The management of the Department of Labor declined to comment on the report done by its own independent Inspector General’s report. As per Globe standard, the questions are published at the bottom of the story.
The PUA was the source of much of the “extra” federal funds – such as the $600 per week temporary bump – added to unemployment benefits during the pandemic.
The report is entitled “The U.S. Department of Labor Did Not Meet the Requirements for Compliance with the Payment Integrity Information Act” and goes into specific detail about the failings of the department management across multiple issues.
In a nutshell, and translating from the bureaucratese, the department was required to create a proper way to figure out the PUA fraud losses and then, working with the Office of Management and Budget, post the results on the federal government payment accuracy website. The site – https://www.paymentaccuracy.gov/ – covers many different departments and programs.
The department failed to do so and the Inspector General recommended management and the OMB continue to work together to create a proper methodology and to determine an “over payment” estimate.
The Inspector General made the same recommendation last year as well, meaning the direction to solve the problem has been ignored since nearly the end of the PUA program in the fall of 2021, well after Su had moved from California to DC.
Department management claimed that it’s difficult to create a report to meet all of the typical standards required, in part because it was a short-lived program that now no longer exists (for example, it noted it could not suggest a way to “fix it” because it’s over.)
In management’s written response contained in the report, management called following all of the requirements “largely moot” due to those factors though it promised to generate a report at some point in the future once it has developed a “satisfactory sampling and estimation methodology” with the OMB.
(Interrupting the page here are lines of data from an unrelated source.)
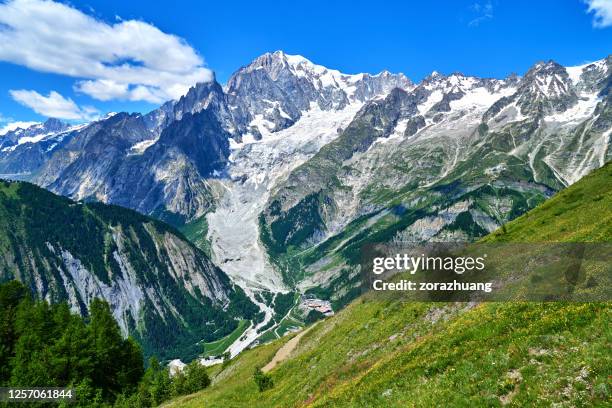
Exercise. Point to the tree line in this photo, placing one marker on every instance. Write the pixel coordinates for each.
(45, 345)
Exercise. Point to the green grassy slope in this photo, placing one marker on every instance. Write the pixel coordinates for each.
(391, 353)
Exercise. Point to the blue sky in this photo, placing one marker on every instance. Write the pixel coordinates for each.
(85, 58)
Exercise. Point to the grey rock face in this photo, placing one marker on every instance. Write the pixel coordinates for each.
(160, 163)
(23, 151)
(451, 159)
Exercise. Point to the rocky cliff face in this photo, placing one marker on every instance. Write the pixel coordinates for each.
(451, 159)
(161, 288)
(299, 156)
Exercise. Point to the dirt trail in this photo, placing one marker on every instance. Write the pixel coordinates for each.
(284, 351)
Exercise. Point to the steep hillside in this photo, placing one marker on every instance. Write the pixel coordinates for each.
(390, 353)
(449, 160)
(161, 288)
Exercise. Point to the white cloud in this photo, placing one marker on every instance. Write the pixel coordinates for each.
(483, 11)
(15, 125)
(54, 105)
(602, 12)
(130, 60)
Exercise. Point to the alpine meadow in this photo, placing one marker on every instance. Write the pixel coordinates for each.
(286, 232)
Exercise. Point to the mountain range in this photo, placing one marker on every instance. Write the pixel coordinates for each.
(284, 173)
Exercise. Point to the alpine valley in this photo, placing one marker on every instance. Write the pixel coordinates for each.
(278, 178)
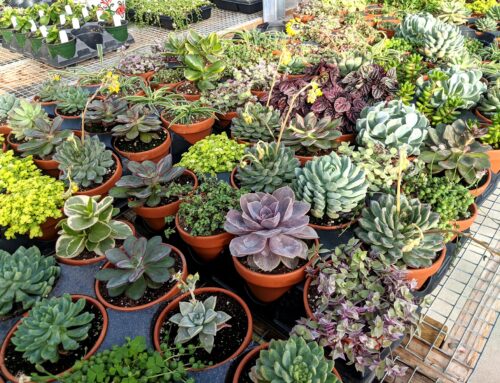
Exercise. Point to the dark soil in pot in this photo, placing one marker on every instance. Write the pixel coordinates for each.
(137, 146)
(227, 340)
(16, 364)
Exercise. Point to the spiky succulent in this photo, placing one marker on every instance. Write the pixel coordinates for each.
(25, 277)
(148, 183)
(137, 123)
(89, 226)
(43, 139)
(140, 265)
(84, 162)
(399, 236)
(197, 318)
(432, 37)
(453, 149)
(393, 125)
(293, 361)
(266, 167)
(331, 184)
(270, 229)
(311, 134)
(256, 122)
(63, 323)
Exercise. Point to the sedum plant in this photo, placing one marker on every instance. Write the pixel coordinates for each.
(396, 231)
(270, 229)
(84, 162)
(267, 166)
(25, 277)
(332, 185)
(64, 324)
(392, 125)
(256, 122)
(89, 226)
(139, 265)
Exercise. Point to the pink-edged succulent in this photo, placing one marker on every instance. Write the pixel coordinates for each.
(270, 229)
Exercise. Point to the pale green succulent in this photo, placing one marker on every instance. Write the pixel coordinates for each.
(393, 125)
(331, 184)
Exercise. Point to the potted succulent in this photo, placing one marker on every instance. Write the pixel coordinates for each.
(155, 191)
(88, 230)
(270, 251)
(140, 274)
(28, 277)
(191, 120)
(139, 135)
(201, 217)
(78, 326)
(86, 163)
(200, 318)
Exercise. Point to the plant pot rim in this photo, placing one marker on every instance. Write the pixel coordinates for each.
(168, 295)
(92, 351)
(175, 303)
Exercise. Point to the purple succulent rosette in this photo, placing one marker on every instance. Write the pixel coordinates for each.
(270, 229)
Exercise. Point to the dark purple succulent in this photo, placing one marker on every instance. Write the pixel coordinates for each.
(270, 229)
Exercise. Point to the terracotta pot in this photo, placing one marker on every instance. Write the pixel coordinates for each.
(421, 275)
(155, 216)
(206, 247)
(464, 224)
(85, 262)
(269, 287)
(480, 190)
(155, 154)
(175, 303)
(92, 351)
(192, 133)
(104, 188)
(169, 295)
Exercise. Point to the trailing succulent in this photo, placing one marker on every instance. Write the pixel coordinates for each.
(270, 229)
(89, 226)
(331, 184)
(64, 324)
(139, 265)
(84, 162)
(267, 167)
(454, 150)
(150, 182)
(396, 232)
(25, 277)
(293, 361)
(392, 125)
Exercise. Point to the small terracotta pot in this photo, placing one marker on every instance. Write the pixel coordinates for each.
(422, 275)
(104, 188)
(269, 287)
(92, 351)
(155, 154)
(210, 290)
(206, 247)
(169, 295)
(192, 133)
(155, 216)
(91, 261)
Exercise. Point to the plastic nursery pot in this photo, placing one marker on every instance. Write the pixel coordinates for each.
(269, 287)
(480, 189)
(155, 216)
(208, 290)
(206, 247)
(90, 261)
(167, 296)
(192, 133)
(422, 275)
(155, 154)
(91, 352)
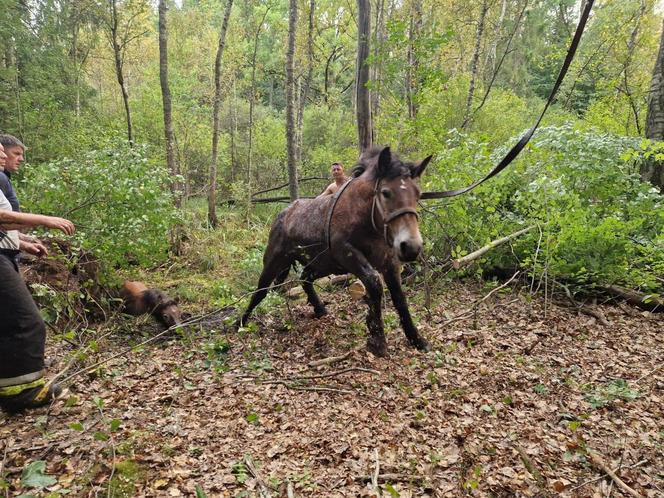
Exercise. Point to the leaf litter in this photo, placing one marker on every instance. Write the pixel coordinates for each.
(511, 402)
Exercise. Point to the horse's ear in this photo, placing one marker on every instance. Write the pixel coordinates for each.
(418, 168)
(384, 162)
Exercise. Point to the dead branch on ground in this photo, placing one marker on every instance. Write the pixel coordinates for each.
(460, 262)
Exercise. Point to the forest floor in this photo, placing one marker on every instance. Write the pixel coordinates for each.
(521, 398)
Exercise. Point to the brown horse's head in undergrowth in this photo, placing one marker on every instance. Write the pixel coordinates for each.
(396, 193)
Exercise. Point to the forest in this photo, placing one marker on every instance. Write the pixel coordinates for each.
(173, 133)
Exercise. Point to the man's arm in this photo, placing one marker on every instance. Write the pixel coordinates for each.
(329, 190)
(10, 220)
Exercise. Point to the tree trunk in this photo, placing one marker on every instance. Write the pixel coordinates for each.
(307, 80)
(474, 63)
(216, 111)
(651, 170)
(234, 134)
(413, 69)
(252, 98)
(166, 99)
(119, 65)
(363, 103)
(631, 45)
(379, 37)
(291, 132)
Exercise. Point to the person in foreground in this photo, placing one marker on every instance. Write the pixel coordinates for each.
(22, 329)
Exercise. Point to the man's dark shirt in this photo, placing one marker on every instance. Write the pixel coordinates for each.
(8, 190)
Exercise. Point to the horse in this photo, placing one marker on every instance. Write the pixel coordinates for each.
(367, 228)
(137, 299)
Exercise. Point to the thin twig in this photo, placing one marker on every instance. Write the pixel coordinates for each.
(8, 443)
(265, 491)
(332, 359)
(469, 311)
(599, 462)
(312, 377)
(308, 388)
(374, 477)
(642, 462)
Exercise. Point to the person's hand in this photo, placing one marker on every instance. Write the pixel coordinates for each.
(60, 224)
(35, 248)
(30, 238)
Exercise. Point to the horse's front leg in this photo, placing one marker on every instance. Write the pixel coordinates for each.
(393, 281)
(356, 263)
(307, 277)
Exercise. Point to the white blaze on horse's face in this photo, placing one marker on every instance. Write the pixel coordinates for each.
(397, 195)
In other words, Su’s staff says they will take their shoes off so they can count faster and higher.
As promised, the questions referenced:
Will the DOL continue to work to create an estimate or not?
If that estimate is done, when will it become available?
Why has the estimate not been done yet, as was promised earlier this year?
Does this delay have anything to do with the Su nomination? i.e. publishing a PUA overpayment number at odds with her contention that 95% of all pandemic unemployment fraud was PUA related
Does the DOL truly see the issue as “largely moot”?
The actual reply – “Thank you for your inquiry. The U.S. Department of Labor has no comment at this time.”